Gillespie algorithm for the simulation of Markovian spreading processes on static complex networks using a composition and rejection scheme. The core is implemented in C++ for efficiency. A user friendly python interface is provided, thanks to pybind11 (https://github.com/pybind/pybind11).

Requirements

On Unix (Linux, OS X)

  • A compiler with C++11 support
  • CMake >= 3.1

On Windows

  • Visual Studio 2015 (required for all Python versions)
  • CMake >= 3.1

Installation

First, clone this repository and the submodule (pybind11). The --recursive flag is needed to import correctly the pybind11 subdirectory.

git clone --recursive https://github.com/gstonge/spreading_CR.git

Second, use pip to install the module.

pip install ./spreading_CR

or

pip install -e ./spreading_CR

for developer mode.

Examples

The following examples make use of the networkx module (https://github.com/networkx) as well as standard python scientific modules.

Time evolution : SIS model

In this example, we consider the SIS model on an Erdős–Rényi random graph. A certain fraction of the nodes are infected initially at random. We draw the evolution of the prevalence as a function of time.

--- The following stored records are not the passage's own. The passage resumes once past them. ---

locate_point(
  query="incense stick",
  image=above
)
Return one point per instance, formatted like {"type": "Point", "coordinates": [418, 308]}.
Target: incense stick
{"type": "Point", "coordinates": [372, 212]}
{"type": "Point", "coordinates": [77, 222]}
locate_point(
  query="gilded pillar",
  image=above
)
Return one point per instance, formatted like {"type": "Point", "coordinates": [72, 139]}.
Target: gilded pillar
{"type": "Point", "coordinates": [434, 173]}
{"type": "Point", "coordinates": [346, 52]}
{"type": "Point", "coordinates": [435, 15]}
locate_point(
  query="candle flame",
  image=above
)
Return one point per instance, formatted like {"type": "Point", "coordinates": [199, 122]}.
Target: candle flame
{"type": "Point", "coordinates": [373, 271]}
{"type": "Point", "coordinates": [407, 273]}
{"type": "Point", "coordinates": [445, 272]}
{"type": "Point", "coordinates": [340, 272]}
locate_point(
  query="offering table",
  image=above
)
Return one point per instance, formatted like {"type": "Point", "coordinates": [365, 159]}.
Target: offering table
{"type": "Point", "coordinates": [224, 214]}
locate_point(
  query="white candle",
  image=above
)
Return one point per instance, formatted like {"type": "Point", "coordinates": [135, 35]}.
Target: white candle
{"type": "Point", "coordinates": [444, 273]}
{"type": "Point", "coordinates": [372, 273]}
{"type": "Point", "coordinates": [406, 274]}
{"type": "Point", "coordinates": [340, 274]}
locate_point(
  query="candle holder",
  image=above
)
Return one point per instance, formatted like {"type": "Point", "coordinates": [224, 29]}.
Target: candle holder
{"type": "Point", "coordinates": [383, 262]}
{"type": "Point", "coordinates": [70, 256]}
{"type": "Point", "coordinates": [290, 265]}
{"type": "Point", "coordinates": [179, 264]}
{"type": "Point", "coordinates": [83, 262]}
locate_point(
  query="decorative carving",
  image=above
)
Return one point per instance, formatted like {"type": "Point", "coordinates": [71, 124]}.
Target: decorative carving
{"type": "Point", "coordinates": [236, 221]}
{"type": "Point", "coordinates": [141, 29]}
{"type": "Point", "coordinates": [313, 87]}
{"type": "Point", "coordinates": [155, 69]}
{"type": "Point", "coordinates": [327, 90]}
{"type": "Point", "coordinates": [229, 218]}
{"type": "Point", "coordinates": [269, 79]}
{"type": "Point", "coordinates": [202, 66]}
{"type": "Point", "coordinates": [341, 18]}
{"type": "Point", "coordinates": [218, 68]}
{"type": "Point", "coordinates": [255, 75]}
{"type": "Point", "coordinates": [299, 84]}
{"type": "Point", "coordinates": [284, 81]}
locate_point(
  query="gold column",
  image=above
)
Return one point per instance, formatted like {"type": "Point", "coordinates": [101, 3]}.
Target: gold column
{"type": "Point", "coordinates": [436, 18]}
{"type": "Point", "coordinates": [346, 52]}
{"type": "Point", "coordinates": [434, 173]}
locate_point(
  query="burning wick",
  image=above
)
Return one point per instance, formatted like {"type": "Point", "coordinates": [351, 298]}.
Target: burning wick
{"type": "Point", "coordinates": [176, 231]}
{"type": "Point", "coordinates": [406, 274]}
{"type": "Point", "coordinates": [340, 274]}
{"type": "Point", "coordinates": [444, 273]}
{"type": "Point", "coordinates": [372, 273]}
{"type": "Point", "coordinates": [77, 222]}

from spreading_CR import SpreadingProcess
import numpy as np
import networkx as nx
import matplotlib.pyplot as plt

#create a random graph using networkx
seed = 42
N = 10000
p = 10**(-3)
G = nx.fast_gnp_random_graph(N,p, seed = seed)

#propagation parameters
transmission_rate = 0.15         
recovery_rate = 1              #rate at which infected nodes become recovered
waning_immunity_rate = np.inf  #rate at which recovered nodes become susceptible
infected_fraction = 0.05       #Initial infected fraction - at random

#initialize the propagation process
sp = SpreadingProcess(list(G.edges()), transmission_rate, recovery_rate, 
    waning_immunity_rate)
sp.initialize(infected_fraction, seed)

#simulate the process
t = 20
sp.evolve(t)

#get data vectors
Inode_number_vector = sp.get_Inode_number_vector()
time_vector = sp.get_time_vector()

#format 
prevalence_vector = [i/N for i in Inode_number_vector]

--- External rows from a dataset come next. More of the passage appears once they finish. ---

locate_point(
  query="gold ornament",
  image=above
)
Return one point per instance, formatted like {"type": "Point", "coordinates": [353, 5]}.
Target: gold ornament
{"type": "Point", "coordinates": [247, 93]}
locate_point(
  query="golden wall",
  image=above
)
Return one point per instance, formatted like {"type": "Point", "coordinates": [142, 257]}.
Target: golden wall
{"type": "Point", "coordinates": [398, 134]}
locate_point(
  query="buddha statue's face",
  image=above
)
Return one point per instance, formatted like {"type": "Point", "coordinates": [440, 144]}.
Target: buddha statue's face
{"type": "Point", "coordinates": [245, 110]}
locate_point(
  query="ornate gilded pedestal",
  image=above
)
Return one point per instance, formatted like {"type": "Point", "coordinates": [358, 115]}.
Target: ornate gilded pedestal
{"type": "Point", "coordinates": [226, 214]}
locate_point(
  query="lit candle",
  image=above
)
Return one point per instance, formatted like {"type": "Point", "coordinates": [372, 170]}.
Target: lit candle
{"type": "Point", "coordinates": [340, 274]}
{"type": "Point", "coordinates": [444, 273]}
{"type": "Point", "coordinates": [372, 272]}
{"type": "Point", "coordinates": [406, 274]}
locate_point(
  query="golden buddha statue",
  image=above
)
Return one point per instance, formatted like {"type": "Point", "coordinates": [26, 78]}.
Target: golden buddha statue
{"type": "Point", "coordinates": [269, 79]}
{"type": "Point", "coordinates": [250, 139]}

#draw the temporal sequence
plt.plot(time_vector, prevalence_vector)
plt.xlabel(r'Time')
plt.ylabel(r'Prevalence')
plt.show()

Phase transition : SIR model

In this example, we consider the SIR model on the Watts-Strogatz random graph. A certain specified list of nodes are initially infected. We sample the final size--the fraction of recovered nodes at the end--for different transmission rates. We draw the final size as a function of the transmission rate to discern the phase transition.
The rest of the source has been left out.